Kelley Fox

Personal information
- Born: 1968 (age 57–58) Denver, Colorado, United States

Sport
- Country: United States
- Sport: Alpine skiing

Medal record
Alpine skiing
Representing United States
Paralympic Games
| Silver medal – second place | 1994 Lillehammer | Downhill LWX-XII |
| Silver medal – second place | 1994 Lillehammer | Slalom LWX-XII |

= Kelley Fox =

American Paralympic alpine skier

Kelley Fox (born 1968) is an American Paralympic alpine skier.

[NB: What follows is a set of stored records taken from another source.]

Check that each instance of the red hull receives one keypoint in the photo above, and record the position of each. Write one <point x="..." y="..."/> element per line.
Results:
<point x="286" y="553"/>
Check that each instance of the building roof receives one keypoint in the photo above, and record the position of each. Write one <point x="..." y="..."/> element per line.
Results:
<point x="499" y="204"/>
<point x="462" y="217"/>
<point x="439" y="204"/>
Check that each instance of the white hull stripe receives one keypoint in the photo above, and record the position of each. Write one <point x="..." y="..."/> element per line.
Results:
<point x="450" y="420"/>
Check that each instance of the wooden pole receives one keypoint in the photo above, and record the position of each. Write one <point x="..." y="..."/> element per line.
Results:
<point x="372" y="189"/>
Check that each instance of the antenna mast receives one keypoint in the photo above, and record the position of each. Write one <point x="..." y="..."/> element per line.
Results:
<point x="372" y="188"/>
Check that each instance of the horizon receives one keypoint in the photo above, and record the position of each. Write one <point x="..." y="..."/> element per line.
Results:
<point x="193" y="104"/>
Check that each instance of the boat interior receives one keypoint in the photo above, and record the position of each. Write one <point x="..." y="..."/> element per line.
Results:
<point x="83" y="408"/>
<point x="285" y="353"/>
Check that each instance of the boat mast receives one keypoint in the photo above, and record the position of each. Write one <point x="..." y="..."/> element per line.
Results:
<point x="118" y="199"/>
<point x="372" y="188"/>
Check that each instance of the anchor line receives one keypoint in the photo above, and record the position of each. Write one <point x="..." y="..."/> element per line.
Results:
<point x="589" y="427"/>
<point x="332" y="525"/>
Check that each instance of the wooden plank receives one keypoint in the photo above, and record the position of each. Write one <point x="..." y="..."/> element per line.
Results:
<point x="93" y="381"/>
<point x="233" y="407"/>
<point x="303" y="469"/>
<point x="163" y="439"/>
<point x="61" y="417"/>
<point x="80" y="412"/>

She represented the United States in Paralympic Alpine skiing at the 1994 Paralympic Winter Games in Lillehammer. She won two silver medals.

== Career ==
At the 1994 Winter Paralympics, in Lillehammer, Norway, Fox finished 2nd in the slalom LWX-XII, with a time of 2: 27.24, behind of her compatriot Sarah Will, who won gold in 2:14.56 and in front of Swiss Vreni Stoeckli, who won bronze in 2:40.71. Fox finished second, winning the silver medal, with a time of 1: 34.55, in the downhill LWX-XII. On the podium, in 1st place, was Sarah Will (in 1: 30.46) and in 3rd place the German Gerda Pamler (in 1:34.55).

She competed at the 1996 Para-alpine World Championships in Lech, Austria, winning a gold medal.

She competed at the 2016 Adaptive Spirit race.